Implementation of Feedback Transformer in Pytorch

Overview

Feedback Transformer - Pytorch

Simple implementation of Feedback Transformer in Pytorch. They improve on Transformer-XL by having each token have access to the representations of all previous layers through time. This is achieved by aggregating the outputs of all layers into a shared memory, which each token across layers can attend to at each time step.
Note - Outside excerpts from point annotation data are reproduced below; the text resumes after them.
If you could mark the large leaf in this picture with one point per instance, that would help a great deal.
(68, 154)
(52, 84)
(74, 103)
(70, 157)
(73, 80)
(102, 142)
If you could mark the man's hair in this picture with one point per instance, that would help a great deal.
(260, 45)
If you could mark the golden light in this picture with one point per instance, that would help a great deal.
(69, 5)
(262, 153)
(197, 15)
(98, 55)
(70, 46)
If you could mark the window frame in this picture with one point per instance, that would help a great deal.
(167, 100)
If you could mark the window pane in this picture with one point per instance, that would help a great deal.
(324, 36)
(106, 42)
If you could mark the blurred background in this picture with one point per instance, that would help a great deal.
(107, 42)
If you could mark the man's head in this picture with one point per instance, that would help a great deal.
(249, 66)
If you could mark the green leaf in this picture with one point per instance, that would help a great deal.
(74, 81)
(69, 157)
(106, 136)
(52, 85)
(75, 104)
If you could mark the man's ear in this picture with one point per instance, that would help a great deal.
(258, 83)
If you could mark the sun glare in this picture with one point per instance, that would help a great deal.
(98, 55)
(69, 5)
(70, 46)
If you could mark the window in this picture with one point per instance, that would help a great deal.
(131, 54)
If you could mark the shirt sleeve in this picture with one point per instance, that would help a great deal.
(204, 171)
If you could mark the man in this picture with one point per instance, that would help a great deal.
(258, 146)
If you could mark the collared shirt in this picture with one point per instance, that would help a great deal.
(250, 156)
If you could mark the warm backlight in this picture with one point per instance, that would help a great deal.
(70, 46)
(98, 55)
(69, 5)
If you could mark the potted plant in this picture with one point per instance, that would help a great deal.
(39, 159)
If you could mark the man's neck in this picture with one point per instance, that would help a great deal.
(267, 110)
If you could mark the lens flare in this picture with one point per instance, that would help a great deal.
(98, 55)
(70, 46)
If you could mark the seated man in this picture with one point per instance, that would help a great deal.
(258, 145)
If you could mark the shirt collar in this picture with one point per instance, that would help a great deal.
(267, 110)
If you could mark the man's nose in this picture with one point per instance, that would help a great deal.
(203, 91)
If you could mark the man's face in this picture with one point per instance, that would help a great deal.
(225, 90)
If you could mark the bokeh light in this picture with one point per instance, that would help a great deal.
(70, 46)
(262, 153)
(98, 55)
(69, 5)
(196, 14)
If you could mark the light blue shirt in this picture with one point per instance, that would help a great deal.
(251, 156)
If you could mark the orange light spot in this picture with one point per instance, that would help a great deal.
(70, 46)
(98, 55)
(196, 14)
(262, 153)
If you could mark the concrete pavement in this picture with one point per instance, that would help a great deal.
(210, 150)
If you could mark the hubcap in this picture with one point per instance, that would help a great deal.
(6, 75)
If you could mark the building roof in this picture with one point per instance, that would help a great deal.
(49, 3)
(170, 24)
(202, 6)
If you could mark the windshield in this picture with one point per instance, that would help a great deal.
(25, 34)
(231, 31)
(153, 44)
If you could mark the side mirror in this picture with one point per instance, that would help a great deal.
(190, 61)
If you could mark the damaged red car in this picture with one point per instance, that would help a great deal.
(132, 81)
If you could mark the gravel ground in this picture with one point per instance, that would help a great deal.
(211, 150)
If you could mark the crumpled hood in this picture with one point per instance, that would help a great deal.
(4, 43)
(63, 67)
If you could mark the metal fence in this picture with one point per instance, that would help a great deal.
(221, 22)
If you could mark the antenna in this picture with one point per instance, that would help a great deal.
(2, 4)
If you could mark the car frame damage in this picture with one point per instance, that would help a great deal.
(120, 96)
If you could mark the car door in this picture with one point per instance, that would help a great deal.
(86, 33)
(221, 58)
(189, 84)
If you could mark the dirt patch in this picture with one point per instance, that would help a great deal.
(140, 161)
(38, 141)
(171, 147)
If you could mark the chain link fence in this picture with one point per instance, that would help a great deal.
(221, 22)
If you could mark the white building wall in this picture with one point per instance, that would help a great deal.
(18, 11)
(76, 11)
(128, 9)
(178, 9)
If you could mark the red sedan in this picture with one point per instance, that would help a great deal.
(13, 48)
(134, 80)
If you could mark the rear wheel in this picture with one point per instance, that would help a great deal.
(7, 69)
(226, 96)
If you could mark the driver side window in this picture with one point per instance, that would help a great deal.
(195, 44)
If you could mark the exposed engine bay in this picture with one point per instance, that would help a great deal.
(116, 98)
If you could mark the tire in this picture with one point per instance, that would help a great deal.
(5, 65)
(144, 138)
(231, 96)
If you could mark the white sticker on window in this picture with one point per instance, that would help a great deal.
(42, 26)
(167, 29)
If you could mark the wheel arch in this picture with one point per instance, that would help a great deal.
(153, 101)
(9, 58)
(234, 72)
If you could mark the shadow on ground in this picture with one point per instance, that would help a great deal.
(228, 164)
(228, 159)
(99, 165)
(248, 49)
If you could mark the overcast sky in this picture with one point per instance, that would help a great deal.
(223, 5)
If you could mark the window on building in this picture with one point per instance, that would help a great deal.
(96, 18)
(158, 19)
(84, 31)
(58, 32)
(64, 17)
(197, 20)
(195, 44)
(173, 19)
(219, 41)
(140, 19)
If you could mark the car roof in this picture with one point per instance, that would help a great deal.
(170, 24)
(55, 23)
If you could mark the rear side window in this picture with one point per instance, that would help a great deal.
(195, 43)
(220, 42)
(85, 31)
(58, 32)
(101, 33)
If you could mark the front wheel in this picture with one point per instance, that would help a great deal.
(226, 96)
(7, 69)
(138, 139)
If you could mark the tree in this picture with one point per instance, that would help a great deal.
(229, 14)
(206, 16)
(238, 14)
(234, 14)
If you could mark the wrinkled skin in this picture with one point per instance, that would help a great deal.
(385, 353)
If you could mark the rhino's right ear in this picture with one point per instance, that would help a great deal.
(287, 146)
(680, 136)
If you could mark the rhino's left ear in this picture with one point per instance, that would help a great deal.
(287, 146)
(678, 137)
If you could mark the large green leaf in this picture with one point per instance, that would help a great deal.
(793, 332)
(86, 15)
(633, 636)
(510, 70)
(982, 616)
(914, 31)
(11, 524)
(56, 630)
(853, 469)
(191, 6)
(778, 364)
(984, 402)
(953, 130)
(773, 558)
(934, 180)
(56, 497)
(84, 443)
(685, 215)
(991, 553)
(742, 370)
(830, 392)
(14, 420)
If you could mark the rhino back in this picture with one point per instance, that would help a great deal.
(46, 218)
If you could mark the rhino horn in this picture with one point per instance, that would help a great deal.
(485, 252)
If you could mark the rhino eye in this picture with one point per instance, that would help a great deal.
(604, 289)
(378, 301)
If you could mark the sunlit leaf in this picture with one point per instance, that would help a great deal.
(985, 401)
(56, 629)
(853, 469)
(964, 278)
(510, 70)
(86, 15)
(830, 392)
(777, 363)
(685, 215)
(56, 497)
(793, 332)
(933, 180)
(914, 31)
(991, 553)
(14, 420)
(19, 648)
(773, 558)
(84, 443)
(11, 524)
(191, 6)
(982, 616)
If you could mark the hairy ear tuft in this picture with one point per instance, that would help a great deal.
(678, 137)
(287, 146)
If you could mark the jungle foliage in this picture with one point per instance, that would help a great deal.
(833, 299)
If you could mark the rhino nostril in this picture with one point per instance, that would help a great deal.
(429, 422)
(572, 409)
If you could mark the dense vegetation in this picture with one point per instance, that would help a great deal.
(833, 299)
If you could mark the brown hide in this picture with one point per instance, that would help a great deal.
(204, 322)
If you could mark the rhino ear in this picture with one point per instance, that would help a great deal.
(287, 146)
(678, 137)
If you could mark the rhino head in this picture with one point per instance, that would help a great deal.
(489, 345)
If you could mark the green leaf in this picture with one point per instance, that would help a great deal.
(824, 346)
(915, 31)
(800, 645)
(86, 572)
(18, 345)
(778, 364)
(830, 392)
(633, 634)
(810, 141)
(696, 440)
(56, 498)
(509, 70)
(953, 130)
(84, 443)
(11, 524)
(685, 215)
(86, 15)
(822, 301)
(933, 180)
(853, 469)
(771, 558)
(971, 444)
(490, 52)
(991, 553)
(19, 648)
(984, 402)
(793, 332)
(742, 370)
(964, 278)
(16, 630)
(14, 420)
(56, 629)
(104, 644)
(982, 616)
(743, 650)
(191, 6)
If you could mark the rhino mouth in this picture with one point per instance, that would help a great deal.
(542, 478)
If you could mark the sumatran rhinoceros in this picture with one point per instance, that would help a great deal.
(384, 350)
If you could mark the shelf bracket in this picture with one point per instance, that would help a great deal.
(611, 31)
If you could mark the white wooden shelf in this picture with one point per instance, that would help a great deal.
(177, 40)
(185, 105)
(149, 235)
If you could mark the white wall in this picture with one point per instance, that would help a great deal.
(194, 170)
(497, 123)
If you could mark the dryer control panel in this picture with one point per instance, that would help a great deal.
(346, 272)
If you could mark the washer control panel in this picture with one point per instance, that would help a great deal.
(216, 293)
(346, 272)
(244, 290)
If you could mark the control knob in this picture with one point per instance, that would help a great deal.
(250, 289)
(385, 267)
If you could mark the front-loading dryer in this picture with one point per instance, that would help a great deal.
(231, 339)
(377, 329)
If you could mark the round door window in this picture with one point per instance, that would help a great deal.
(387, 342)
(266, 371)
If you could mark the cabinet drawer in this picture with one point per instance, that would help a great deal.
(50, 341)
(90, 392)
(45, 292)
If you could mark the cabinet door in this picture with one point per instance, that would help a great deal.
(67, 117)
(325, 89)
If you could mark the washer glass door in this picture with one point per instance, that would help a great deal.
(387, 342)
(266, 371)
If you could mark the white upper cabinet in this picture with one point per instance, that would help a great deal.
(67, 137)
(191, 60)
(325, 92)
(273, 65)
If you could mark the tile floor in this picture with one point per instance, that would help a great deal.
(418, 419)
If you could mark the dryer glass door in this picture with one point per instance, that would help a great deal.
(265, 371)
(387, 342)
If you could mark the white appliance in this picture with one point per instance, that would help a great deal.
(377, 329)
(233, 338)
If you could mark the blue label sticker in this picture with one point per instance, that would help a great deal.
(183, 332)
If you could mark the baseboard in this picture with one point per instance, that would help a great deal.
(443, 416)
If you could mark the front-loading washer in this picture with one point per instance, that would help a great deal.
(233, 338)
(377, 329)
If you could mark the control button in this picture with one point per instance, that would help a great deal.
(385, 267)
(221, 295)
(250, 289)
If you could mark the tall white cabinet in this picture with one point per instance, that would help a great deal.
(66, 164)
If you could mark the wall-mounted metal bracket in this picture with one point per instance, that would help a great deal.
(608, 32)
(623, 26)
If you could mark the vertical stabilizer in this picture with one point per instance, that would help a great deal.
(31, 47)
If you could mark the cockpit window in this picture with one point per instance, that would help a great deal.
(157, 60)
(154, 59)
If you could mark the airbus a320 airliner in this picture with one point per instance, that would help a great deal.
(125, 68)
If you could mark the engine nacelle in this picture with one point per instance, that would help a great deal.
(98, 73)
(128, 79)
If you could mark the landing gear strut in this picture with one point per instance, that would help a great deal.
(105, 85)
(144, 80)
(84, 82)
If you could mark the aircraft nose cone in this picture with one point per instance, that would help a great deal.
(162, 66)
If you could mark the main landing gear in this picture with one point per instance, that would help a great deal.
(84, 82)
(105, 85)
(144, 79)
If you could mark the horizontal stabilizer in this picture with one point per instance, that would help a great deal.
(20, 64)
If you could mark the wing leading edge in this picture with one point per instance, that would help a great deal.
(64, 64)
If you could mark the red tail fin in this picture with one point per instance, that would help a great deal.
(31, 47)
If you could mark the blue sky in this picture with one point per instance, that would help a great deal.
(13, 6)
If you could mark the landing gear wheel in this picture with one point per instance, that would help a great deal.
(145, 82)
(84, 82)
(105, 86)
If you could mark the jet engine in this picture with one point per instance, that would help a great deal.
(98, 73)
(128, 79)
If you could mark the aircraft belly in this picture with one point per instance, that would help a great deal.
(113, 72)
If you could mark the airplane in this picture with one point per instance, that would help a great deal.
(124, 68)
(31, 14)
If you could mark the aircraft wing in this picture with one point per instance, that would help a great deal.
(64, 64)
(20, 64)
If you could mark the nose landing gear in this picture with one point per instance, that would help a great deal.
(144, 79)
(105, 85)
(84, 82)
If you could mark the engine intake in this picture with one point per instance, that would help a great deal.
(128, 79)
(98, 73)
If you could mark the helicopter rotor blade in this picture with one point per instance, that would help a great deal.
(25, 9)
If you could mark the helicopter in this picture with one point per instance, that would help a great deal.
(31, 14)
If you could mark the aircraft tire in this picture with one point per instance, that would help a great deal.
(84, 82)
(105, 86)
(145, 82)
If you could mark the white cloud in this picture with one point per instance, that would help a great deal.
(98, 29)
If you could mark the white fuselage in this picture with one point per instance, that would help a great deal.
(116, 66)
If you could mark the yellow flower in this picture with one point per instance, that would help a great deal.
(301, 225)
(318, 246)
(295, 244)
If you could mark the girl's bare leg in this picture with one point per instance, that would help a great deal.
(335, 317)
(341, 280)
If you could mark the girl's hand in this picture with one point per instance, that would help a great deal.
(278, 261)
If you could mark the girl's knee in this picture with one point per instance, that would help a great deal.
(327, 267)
The main drawback is longer training time, due to its non-parallel nature. But I thought I'd build it to further exploration and research into this line of work.

Yannic Kilcher video

I also took the liberty to add some various enhancements, including pre-normalization, GLU gated feedforwards, as well as simplified T5 relative positional embeddings.

Install

$ pip install feedback-transformer-pytorch

Usage

import torch
from feedback_transformer_pytorch import FeedbackTransformer

model = FeedbackTransformer(
    num_tokens = 20000,           # number of tokens
    dim = 512,                    # dimension
    depth = 6,                    # depth
    seq_len = 2,                  # the sequence length of each segment or window
    mem_len = 256,                # length of the memory buffer
    dim_head = 64,                # dimension of each head
    heads = 8,                    # number of heads
    attn_dropout = 0.1,           # attention dropout
    ff_dropout = 0.1              # feedforward dropout
).cuda()

x = torch.randint(0, 20000, (2, 64)).cuda()
model(x)  # (2, 64, 20000)

If you would like to have fine control over the memory (when to detach, etc), you can do it with some extra keyword arguments on .forward

import torch
from feedback_transformer_pytorch import FeedbackTransformer

model = FeedbackTransformer(
    num_tokens = 20000,
    dim = 512,
    depth = 6,
    seq_len = 32,
    mem_len = 256
).cuda()

x1 = torch.randint(0, 20000, (2, 32)).cuda()
x2 = torch.randint(0, 20000, (2, 32)).cuda()
x3 = torch.randint(0, 20000, (2, 32)).cuda()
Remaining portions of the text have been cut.